Data virtualization adds a Big Data platform next to the EDW, and decouples both EDW and BD platform from the data consumers by a service layer. This virtualization hides the details where and how data is stored. Consumers only need to know the service interface in order to utilize the data The services are standardized and based upon semantic technologies, in general in terms of the business.
All consumers have instant access without any additional interconnect tool. Data redundancy is prevented and non-relational data is made accessible through standardized services.
The loose coupling separates data producers from consumers, hence the implementation of services may be altered without modifying the consumers.
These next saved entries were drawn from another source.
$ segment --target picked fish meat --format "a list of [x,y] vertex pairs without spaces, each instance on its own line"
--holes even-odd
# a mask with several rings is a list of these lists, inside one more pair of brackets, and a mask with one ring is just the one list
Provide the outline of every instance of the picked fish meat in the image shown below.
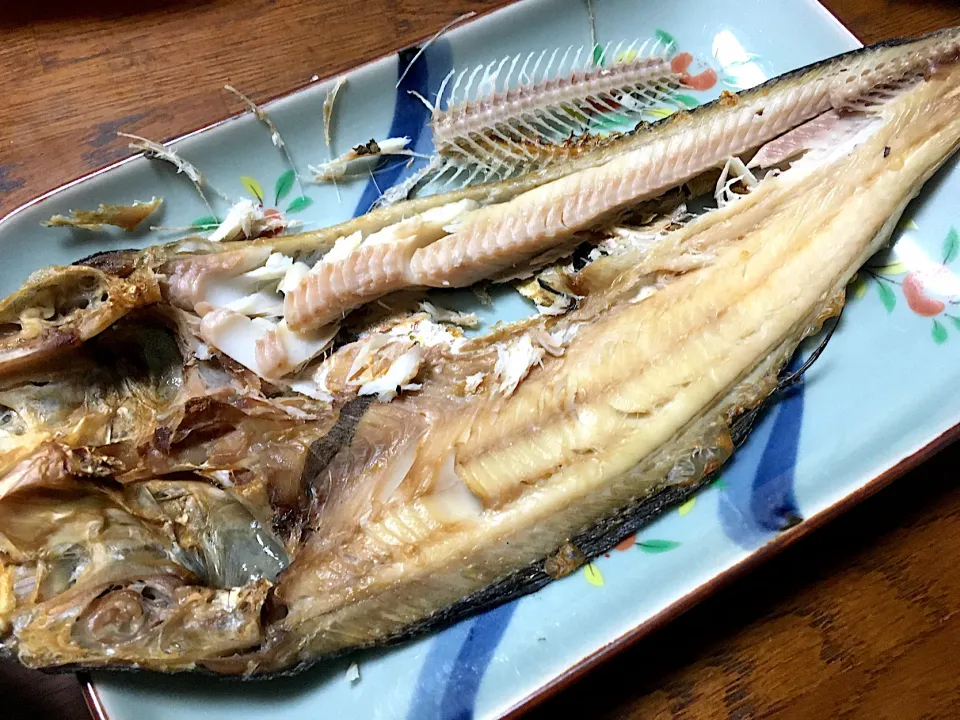
[[[0,647],[270,675],[542,587],[731,456],[958,146],[951,29],[334,227],[36,273],[0,303]],[[470,336],[425,295],[507,277],[539,312]]]

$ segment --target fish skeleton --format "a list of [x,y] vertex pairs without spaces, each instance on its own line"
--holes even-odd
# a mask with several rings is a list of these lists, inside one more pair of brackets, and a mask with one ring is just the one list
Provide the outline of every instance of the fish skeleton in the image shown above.
[[[881,43],[517,178],[35,274],[0,303],[2,647],[289,672],[608,549],[730,457],[957,149],[958,60]],[[420,304],[518,268],[566,300],[473,337]]]
[[[469,76],[469,68],[464,68],[455,80],[451,71],[447,80],[453,87],[446,107],[441,106],[441,87],[431,108],[433,143],[443,158],[434,170],[437,180],[448,186],[455,185],[461,175],[466,175],[464,182],[469,184],[478,177],[488,181],[530,172],[582,151],[582,143],[570,141],[574,137],[589,140],[591,123],[623,124],[658,102],[672,102],[671,93],[680,87],[680,73],[671,69],[659,41],[648,50],[650,44],[648,40],[634,49],[633,42],[622,55],[623,43],[612,52],[608,45],[600,58],[613,60],[605,65],[585,47],[577,48],[572,57],[573,48],[569,48],[556,71],[551,71],[554,51],[539,78],[537,71],[546,50],[535,61],[536,53],[528,54],[523,63],[518,54],[509,66],[506,57],[499,64],[474,68]],[[527,72],[531,62],[532,77]],[[514,73],[519,79],[515,84],[511,83]],[[458,99],[464,78],[466,86]]]

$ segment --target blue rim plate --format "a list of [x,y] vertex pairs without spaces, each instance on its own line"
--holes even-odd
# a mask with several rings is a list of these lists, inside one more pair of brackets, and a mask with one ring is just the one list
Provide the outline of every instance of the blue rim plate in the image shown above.
[[[813,0],[598,0],[596,33],[601,45],[653,36],[669,44],[699,78],[702,89],[689,91],[690,104],[859,46]],[[408,91],[431,98],[451,68],[590,43],[584,3],[523,0],[450,31],[412,64],[415,50],[407,49],[357,68],[338,101],[334,151],[407,136],[415,151],[429,153],[428,111]],[[328,158],[318,119],[332,86],[319,81],[266,106],[302,178],[308,164]],[[174,147],[226,195],[253,196],[308,228],[364,212],[416,169],[386,161],[375,179],[336,189],[304,182],[301,189],[250,115],[186,135]],[[948,200],[960,194],[956,165],[910,205],[895,247],[850,286],[827,352],[766,414],[720,479],[581,572],[418,641],[294,678],[244,684],[95,673],[87,682],[92,710],[112,720],[516,715],[875,492],[958,434],[960,213]],[[210,214],[182,176],[140,156],[11,213],[0,222],[0,291],[14,290],[39,267],[172,239],[146,229],[90,235],[39,227],[70,208],[153,195],[165,198],[153,223],[189,226]],[[227,205],[217,202],[221,214]],[[513,298],[488,319],[528,311]],[[346,676],[351,662],[359,681]]]

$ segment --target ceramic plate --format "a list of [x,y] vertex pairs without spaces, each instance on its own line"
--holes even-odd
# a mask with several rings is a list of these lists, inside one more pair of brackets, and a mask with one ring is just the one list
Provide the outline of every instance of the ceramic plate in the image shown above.
[[[599,0],[601,44],[657,35],[698,59],[687,102],[709,100],[858,45],[811,0]],[[785,29],[789,28],[789,32]],[[433,43],[406,72],[412,51],[350,74],[338,101],[337,152],[369,138],[408,136],[429,153],[428,111],[407,92],[434,96],[453,68],[544,48],[590,46],[586,6],[524,0]],[[710,87],[706,87],[706,86]],[[268,106],[301,175],[326,159],[318,118],[331,82]],[[284,155],[250,115],[176,143],[213,185],[253,195],[306,227],[365,211],[412,171],[386,163],[375,180],[331,186],[291,181]],[[875,258],[851,286],[850,304],[806,382],[780,402],[711,487],[645,527],[608,555],[544,590],[387,652],[363,653],[300,676],[239,683],[198,677],[94,675],[90,697],[111,720],[243,720],[364,717],[494,718],[542,696],[600,658],[664,622],[791,538],[880,487],[945,442],[960,422],[960,280],[954,270],[960,196],[951,163],[907,211],[895,249]],[[209,212],[183,176],[133,158],[72,183],[0,224],[0,291],[41,266],[96,250],[166,239],[161,232],[90,235],[39,227],[69,208],[162,195],[164,226]],[[226,204],[214,208],[221,213]],[[42,250],[38,251],[38,248]],[[493,317],[530,311],[518,299]],[[488,313],[487,318],[493,319]],[[798,524],[799,523],[799,524]],[[789,530],[788,530],[789,528]],[[345,671],[359,664],[360,679]]]

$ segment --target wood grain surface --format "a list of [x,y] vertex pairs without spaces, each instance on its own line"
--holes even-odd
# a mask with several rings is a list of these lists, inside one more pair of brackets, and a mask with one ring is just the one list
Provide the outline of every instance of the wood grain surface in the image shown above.
[[[578,0],[570,0],[576,2]],[[599,0],[602,2],[602,0]],[[88,0],[0,12],[0,215],[129,154],[503,0]],[[864,42],[955,0],[826,0]],[[531,717],[960,718],[960,447],[547,700]],[[3,718],[88,717],[76,680],[0,663]]]

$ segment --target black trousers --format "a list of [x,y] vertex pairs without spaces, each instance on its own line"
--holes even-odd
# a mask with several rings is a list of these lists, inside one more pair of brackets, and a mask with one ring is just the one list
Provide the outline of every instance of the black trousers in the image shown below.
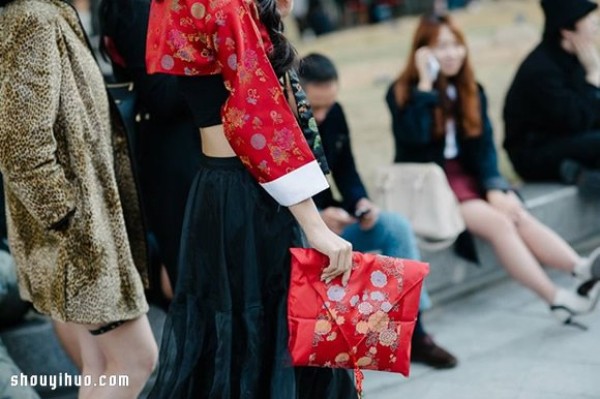
[[525,180],[560,180],[560,164],[578,161],[590,169],[600,169],[600,131],[569,137],[532,137],[519,148],[507,149],[517,173]]
[[[166,266],[175,287],[185,204],[200,168],[200,134],[191,118],[154,118],[140,125],[138,136],[137,162],[148,228],[158,244],[158,264]],[[160,267],[153,269],[152,281],[160,284]]]

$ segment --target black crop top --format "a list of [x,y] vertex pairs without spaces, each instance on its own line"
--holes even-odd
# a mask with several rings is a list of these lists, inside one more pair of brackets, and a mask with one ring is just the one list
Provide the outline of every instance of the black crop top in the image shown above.
[[[292,94],[296,100],[296,110],[298,112],[298,123],[304,134],[304,138],[308,143],[315,159],[321,166],[323,173],[329,173],[329,166],[323,146],[321,145],[321,137],[317,129],[306,93],[300,86],[300,81],[295,70],[290,70],[287,74],[289,83],[292,87]],[[185,100],[192,112],[194,123],[197,127],[209,127],[221,125],[221,108],[229,91],[223,83],[223,76],[217,75],[198,75],[198,76],[178,76],[177,83],[179,90],[183,93]],[[287,97],[287,93],[285,94]]]
[[177,79],[196,126],[200,128],[221,125],[221,107],[229,97],[223,76],[178,76]]

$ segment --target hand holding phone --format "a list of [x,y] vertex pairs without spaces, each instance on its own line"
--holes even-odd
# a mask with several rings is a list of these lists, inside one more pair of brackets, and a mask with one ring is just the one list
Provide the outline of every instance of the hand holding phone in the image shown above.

However: data virtualization software may be complex and expensive and may become a bottleneck.
Further setting up a data virtualization implementation can be costly. It requires a very good Common Data Model (and hence data management function) in order to be able to setup the right service interfaces in advance.
Dedicated appliance for BI + Big Data
A BI + Big data appliance is a dedicated environment from usually one supplier offering one total solution including relational and a non-relational storage, processing, internal interconnect and operating system.
It is not really an extension to BI as the solution will replace the current BI landscape.
It is one single system (one stop shop) with relative low system maintenance. It allows for real-time analytics.
Though operation has many advantages, it is a very costly solution, as well is the implementation. Especially as it replaces your current BI environment. Together with a risk for a vendor-lock-in a sound business case is very eminent.
There is more than one way to benefit from Big Data together with your BI needs. We discussed four and there may be several solutions that combine aspects from them. All options come with their pro-s and cons and should be carefully analyzed for cost and impact and a proper business case is essential for its success.